Right-wingers have in circulation an initiative to raise Prop 187 from the dead:
Requires applicants for state, local, and state-administered federal aid to verify lawful presence in United States. Requires applications for public benefits submitted by undocumented parents on behalf of their lawful-resident children to be given to federal authorities. Denies birth certificates to children born to undocumented parents unless mother provides fingerprint and other information to be given to federal authorities. Limits benefits for children in child-only CalWORKS cases to federal minimum. Summary of estimate by Legislative Analyst and Director of Finance of fiscal impact on state and local government: If upheld in the courts, unknown potential one-time and ongoing costs to state and local governments due to changes in the application process for public benefits as well as changes in the way birth certificates are issued. These costs would be partly offset by additional new fees for certain birth certificates. Unknown, but probably minor, state and local law enforcement costs due to provisions in the measure creating new crimes, such as for the filing of false affidavits to obtain public benefits. If upheld in the courts, state savings of over $1 billion annually from prohibiting child-only CalWORKs cases, partially offset by state and county costs for children who shifted to Foster Care or county general assistance programs. Further unknown savings from the provisions changing the application processes for public benefits. (09-0004.)
This is not just a revival of Prop 187, of course - it goes after CalWORKS as well, an effort to scale back the safety net couched in an attack on the children of the undocumented. This is an especially sick and unconscionable attack on Californians in a time of crisis, especially the deliberate targeting of children in order to cause them pain and suffering.

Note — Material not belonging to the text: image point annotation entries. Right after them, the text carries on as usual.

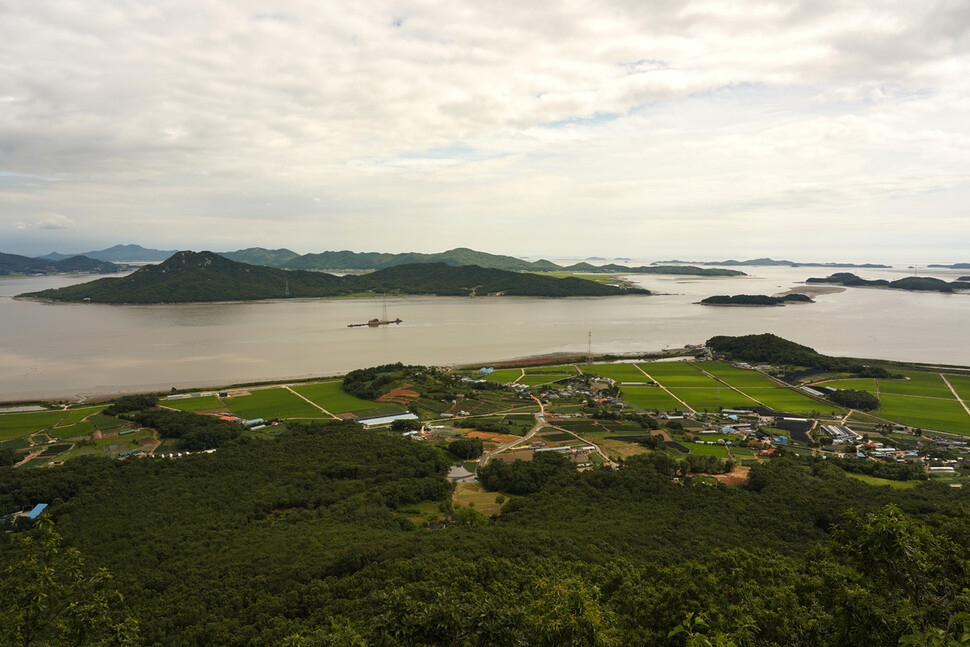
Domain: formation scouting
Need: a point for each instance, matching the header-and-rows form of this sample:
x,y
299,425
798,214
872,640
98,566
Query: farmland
x,y
272,403
331,397
650,397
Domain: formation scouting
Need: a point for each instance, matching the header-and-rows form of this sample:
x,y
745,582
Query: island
x,y
17,264
770,262
206,276
912,283
755,300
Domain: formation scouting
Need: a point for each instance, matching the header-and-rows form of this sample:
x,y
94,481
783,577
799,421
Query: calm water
x,y
50,351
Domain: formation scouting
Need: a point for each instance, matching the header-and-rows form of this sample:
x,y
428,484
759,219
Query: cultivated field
x,y
650,397
331,397
272,403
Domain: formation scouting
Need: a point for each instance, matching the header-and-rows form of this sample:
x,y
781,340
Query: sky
x,y
814,130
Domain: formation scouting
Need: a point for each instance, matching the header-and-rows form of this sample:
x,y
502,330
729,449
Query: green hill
x,y
206,276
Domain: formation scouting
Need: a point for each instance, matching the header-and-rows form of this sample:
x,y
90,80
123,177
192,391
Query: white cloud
x,y
161,119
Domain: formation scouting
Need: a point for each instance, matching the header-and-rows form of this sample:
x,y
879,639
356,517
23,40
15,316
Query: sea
x,y
78,351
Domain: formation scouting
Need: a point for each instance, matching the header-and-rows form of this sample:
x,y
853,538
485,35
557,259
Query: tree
x,y
49,598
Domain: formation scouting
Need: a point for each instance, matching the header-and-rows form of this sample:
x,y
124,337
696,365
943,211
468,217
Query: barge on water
x,y
374,323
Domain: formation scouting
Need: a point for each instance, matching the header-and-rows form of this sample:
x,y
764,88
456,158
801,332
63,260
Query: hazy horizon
x,y
815,132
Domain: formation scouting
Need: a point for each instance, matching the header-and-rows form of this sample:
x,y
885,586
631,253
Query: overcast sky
x,y
813,130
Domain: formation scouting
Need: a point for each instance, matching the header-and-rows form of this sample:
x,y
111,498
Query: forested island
x,y
206,276
755,300
769,262
354,261
912,283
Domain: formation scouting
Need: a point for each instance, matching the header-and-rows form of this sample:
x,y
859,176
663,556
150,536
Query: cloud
x,y
45,221
170,121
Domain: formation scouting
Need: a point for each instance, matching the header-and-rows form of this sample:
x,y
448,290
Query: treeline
x,y
883,469
195,432
370,383
755,300
854,399
205,276
775,350
312,539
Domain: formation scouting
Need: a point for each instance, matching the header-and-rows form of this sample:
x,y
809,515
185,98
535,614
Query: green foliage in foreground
x,y
306,540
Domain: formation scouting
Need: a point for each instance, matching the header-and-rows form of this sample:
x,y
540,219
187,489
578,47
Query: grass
x,y
720,451
650,397
782,399
331,397
919,384
926,413
501,376
710,399
13,425
874,480
272,403
961,384
204,403
618,372
536,380
734,376
75,416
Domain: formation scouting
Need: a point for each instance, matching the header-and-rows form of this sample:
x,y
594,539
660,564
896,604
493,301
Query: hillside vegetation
x,y
206,276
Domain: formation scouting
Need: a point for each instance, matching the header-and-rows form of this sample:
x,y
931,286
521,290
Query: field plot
x,y
672,374
537,380
501,376
734,376
960,383
272,403
618,372
927,413
558,372
922,384
204,403
781,399
13,425
859,384
712,399
75,416
720,451
650,397
331,397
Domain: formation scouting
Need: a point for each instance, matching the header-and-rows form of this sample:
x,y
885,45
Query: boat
x,y
374,323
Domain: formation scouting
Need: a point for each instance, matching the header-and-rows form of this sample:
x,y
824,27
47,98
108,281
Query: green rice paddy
x,y
273,403
13,425
650,397
204,403
331,397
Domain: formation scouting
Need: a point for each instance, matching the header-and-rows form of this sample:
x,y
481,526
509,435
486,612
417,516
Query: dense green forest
x,y
312,539
776,350
755,300
915,283
205,276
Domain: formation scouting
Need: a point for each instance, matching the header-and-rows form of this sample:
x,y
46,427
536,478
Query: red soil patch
x,y
738,476
401,395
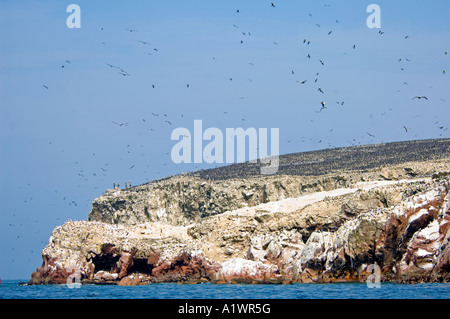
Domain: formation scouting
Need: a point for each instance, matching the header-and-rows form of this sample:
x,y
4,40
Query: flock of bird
x,y
306,43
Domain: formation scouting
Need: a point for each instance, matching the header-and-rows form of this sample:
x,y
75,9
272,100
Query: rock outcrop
x,y
271,229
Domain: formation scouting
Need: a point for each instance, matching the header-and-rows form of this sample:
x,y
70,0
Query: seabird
x,y
120,124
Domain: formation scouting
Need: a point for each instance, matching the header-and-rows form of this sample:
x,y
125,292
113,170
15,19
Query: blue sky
x,y
59,147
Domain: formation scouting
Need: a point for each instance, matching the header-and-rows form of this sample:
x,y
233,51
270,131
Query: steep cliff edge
x,y
285,228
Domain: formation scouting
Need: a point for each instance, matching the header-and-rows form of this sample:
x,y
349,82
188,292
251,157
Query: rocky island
x,y
326,216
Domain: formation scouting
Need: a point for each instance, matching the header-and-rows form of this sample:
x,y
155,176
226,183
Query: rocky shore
x,y
330,227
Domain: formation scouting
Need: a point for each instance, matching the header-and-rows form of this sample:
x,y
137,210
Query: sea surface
x,y
10,289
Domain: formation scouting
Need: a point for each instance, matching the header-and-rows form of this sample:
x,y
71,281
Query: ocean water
x,y
10,289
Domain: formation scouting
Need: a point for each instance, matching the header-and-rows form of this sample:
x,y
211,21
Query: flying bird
x,y
120,124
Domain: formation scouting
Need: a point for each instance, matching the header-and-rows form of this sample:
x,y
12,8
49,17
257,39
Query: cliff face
x,y
184,199
327,216
273,229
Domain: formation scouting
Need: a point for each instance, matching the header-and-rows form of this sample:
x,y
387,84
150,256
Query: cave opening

Obviously this is part of the Republicans' 2010 election strategy. Despite the fact that earlier efforts in 2006 to ride anti-immigrant sentiment to victory failed spectacularly for Republicans, and despite the massive political price they paid after 1994 for backing Prop 187, they are at it again.
And although we'd like to think that Californians would reject this kind of horrific attack on our neighbors and community members, the wide margin of victory for Prop 187 in 1994, the passage of Prop 8 last fall, and the *long* history of immigrant scapegoating in California suggests to me that these have a very high chance of passage.
Progressives and Democrats will have to start organizing NOW to fight this, starting with a "do not sign" campaign.
And in a related move, George Runner has an initiative in circulation to mandate voters bring a photo ID to the polls. This maneuver has been used by Republicans to suppress the vote in several other states, including Georgia, and is of dubious constitutionality. I include it here because Runner is almost certainly going to sell this as a crackdown on the undocumented, who don't have that kind of photo ID.
Republicans nationally and here in California appear determined to treat 2010 like 1994. Progressives and Democrats need to be ready to fight back.